The pattern that mentioned above could be composed by different types of biomarkers from genome, transcriptome, proteome, metabolome, and radiome. Not only the same kind of molecular markers can be composed of pattern, different kinds of molecular markers can also be combined together to form an integrative pattern, for example, mass spectrometry imaging data and gene expression microarray data are composed into an integrative pattern. Analysis results show that a patten that combined MSI data and biological data is able to provide a meaningful discrimination between samples. It might be a useful tool to identify potential in large-scale biological, especially to identify cancer patient and health people [72].

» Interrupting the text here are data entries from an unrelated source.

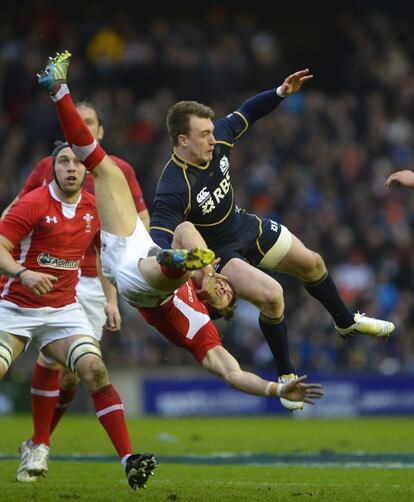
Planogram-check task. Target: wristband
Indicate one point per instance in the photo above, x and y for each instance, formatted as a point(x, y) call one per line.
point(279, 389)
point(279, 92)
point(19, 273)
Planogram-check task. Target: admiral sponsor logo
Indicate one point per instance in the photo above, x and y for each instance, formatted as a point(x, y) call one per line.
point(202, 195)
point(274, 226)
point(45, 260)
point(224, 164)
point(88, 220)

However, there are still some problems regarding pattern recognition. First, it perhaps has different variations of genes or proteins in the different stages of tumor development. How to identify these genes and their proteins remains a challenge. Second, the recurrence of tumor is not only a simple change of gene or protein, but also is closely related to the patient’s living environment and eating habits. Only focus on one aspect is not enough. In the future, one has to combine these laboratory parameters with the patients’ daily habits together to create a pattern model, in order to achieve a more accurate prediction of tumor and individualized treatment. Combined with other factors, such as age, sex, family history, obesity, lifestyle, etc. The model one expects to establish is a series of data from patients which can predict the probability of occurrence of a tumor, and is able to change specific medications according to key sites. It is necessary to establish a model for prediction, prognosis and the best choice of drug use for cancer patients (Fig. 3).

Fig. 3
figure 3

Ideal model about pattern recognition

Conclusion

Precision medicine requires us to do early diagnosis and individualized treatment, and improve the specificity of diagnosis and treatment. The traditional single biomarker prediction model is very difficult to have higher sensitivity and specificity, so there is a need to form the biomarker pattern. The development in DNA, RNA, protein, and imaging techniques offers promise to find more biomarker pattern. Pattern recognition can not only be between the same kind of pattern, but also can be between different categories, such as some DNA biomarkers and cancer imaging features together to form a pattern. In addition, the progress of computer technology and the emergence of the new algorithm provide one the possibility to realize the pattern recognition. A pattern recognition model is expected to build and realize the early diagnosis, accurate prognostic evaluation, and selection of better drugs for cancer patients.